My bodyweight hasn't been increasing, actually, as my goal is to have it slowly go down right now, so I'm not sure why my pull-up performance is going down as well. It may just be some major accumulated fatigue.
Anyways, madcow, I guess I have 2 questions now whenever you get around to it.
1.) (from above) Throughout my training, everything has been showing consistent gains with the recent training I've been doing except pull-ups. For a period of time, they were getting better and I was increasing the weight used on them for a while. Around 6 weeks ago, that exercise began to show regression so I ramped down and have been building back up. Oddly enough, my performance regression on pull-ups is still continuing even though I ramped down. I started decreasing the amount of weight I added each week on the pull-ups, and I'm still unable to perform with less weight what I could with more weight around 10 weeks ago.
Linear progression and deloading has been going great with everything except pull-ups, so I guess I'm asking what exactly is going on here. I highly doubt one particular muscle group of my body has somehow gotten to the point where it requires periodization, so is just a specific part of my body in an accumulated state of fatigue?

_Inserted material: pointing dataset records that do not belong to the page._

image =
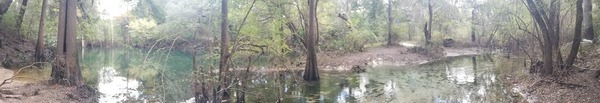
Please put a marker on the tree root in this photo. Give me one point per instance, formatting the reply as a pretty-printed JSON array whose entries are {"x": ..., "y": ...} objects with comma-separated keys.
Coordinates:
[{"x": 11, "y": 79}]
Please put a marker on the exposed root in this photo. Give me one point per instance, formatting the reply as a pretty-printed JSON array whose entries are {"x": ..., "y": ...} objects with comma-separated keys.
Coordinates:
[{"x": 11, "y": 79}]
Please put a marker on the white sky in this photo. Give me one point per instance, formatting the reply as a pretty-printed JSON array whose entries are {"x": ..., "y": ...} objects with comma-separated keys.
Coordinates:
[{"x": 112, "y": 8}]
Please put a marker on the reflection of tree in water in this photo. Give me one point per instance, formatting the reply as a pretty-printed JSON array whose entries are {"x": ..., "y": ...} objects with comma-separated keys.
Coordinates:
[{"x": 161, "y": 80}]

It seems ramping down was not enough to dissipate the fatigue as my performance on that exercise has been going to crap, so should I start deloading on that one exercise for the next week or 2 by decreasing volume drastically and keeping weight consistent for that deloading period? It's odd to constantly be getting stronger on everything else while pull-ups have begun spiraling downward.
2.) Are there actually plausible studies that show that the length of a workout actually matters? A lot of bodybuilders and other programs say that if a workout lasts longer than 40 minutes to an hour, the entire training session is detrimental to your progress thanks to a major decrease in test levels as well as skyrocketing cortisol levels. Is this actually scientifically verified information?